It deserves an expletive. It’s exhausting. Magic water spigots turned on in Northern California, summary dismissal of Inspectors General watchdogs and sending uninvited military planes into the airspace of your closest Latin American ally. Of course, it could be worse as an ally – you could just be asked over an introductory phone call to give up over 95% of your sovereign territory. Perhaps, there will be a Eurovision-style poll run by Fox News to decide the future of Denmark and Greenland. I can almost see it now… say hello to the voting panel in Belgrade, or Moldova…. or Transnistria. More expletives. But, no. This week we were given a trillion dollar reminder that we are watching the wrong dictator reality show.
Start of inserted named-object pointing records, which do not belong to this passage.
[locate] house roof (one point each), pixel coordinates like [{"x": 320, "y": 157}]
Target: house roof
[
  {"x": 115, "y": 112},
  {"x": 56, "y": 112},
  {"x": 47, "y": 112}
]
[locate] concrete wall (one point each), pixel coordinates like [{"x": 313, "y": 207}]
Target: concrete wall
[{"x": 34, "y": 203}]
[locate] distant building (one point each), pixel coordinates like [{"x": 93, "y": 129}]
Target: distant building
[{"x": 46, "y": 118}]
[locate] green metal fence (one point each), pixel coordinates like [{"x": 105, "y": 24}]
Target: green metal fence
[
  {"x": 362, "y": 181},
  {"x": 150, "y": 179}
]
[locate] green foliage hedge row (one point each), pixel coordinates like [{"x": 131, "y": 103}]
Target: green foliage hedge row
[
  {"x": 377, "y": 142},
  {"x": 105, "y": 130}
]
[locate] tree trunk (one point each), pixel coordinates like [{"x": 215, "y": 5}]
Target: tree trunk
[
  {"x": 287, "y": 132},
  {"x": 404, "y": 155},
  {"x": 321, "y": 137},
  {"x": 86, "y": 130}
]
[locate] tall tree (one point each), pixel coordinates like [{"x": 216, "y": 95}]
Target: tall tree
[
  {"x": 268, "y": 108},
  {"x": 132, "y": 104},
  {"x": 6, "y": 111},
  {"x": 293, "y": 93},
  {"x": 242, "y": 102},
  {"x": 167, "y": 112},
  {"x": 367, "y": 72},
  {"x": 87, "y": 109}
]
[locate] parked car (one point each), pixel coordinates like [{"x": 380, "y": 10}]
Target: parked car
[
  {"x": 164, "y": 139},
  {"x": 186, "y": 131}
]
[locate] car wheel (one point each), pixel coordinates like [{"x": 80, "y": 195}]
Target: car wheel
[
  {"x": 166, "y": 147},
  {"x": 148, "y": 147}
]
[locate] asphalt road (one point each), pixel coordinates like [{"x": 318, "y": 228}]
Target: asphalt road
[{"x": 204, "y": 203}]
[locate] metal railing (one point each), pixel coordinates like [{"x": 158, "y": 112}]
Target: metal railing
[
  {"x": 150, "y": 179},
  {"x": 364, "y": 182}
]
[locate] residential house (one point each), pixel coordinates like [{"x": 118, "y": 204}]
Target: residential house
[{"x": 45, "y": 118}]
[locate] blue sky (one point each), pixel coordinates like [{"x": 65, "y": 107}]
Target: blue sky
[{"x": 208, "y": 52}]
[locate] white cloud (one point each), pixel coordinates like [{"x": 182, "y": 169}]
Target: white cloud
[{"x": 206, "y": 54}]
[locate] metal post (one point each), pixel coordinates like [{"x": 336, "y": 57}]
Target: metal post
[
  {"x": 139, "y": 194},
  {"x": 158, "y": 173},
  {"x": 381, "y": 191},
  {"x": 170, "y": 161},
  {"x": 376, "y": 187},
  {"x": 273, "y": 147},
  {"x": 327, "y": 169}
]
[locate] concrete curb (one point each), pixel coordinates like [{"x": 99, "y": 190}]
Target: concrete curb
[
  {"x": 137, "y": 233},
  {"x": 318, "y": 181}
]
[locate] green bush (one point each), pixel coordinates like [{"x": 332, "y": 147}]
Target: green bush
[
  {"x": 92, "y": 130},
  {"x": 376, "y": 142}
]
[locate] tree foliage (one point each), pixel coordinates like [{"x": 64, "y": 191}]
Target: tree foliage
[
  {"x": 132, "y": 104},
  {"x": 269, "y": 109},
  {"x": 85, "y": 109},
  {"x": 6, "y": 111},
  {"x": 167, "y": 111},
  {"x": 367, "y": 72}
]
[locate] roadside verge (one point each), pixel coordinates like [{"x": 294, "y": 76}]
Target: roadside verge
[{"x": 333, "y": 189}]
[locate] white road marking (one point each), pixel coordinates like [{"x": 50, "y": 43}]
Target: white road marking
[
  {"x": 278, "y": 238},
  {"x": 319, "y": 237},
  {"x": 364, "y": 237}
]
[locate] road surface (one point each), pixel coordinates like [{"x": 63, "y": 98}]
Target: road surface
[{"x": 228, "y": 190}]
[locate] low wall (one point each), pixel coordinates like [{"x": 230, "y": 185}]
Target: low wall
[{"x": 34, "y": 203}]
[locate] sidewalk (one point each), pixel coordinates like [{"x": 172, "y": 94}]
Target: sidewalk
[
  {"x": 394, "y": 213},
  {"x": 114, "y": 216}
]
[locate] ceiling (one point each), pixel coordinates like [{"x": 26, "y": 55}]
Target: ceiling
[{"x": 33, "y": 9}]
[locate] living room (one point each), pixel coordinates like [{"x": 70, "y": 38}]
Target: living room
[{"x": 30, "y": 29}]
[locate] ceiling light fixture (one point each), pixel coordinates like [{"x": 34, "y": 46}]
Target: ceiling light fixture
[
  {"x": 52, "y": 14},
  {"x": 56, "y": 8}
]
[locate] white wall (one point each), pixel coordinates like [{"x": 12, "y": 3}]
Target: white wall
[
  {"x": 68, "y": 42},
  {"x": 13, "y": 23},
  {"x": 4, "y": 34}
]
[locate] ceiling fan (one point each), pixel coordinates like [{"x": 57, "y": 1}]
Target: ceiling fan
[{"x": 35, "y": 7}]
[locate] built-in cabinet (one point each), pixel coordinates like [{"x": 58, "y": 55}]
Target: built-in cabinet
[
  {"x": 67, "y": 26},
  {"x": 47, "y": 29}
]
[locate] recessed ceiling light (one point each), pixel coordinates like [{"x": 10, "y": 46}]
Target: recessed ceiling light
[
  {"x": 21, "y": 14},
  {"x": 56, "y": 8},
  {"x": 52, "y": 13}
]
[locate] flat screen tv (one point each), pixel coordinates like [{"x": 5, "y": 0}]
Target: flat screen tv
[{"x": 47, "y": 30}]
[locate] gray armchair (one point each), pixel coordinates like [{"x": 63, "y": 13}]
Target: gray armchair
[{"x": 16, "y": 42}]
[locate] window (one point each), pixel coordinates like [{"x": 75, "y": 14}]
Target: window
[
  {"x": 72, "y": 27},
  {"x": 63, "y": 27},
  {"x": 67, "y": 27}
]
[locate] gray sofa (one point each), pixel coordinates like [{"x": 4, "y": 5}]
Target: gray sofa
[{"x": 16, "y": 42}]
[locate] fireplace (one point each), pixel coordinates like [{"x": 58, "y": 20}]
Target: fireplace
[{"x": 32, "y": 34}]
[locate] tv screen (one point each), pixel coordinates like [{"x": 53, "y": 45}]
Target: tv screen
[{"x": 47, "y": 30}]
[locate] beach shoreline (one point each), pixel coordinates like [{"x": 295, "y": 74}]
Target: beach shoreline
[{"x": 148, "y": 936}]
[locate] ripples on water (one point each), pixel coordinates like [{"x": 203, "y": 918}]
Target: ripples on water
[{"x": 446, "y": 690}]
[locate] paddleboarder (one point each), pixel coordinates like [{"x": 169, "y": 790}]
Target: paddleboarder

The trillion dollar damage to tech stock valuations inflicted by China’s unveiling of a super-cheap AI large language model, DeepSeek (with similar performance powers to ChatGPT, Gemini etc) was indeed a “wake up call” for US Big Tech according to President Trump. However, at the same time, the geopolitical machinations of China are veering into reality show territory. Thanks to the erosion of truth in the world there’s no need for James Bond-style subterfuge. Instead, it can be as brazen as hell. Chinese ships have been damaging undersea cables around Taiwan in recent months but this week marked the third severing of an undersea cable in three months…. in the Baltic Sea. The fibre-optic cable in the latest incident connected Sweden and Latvia but this time involved a China-owned ship in the sabotage operation. It would seem that Russia, as China’s “mineral colony”, has invited China to assist in infrastructure “grey-zone” conflict. Indeed, China has its own domestic reasons to ratchet up the geopolitical temperatures of distraction.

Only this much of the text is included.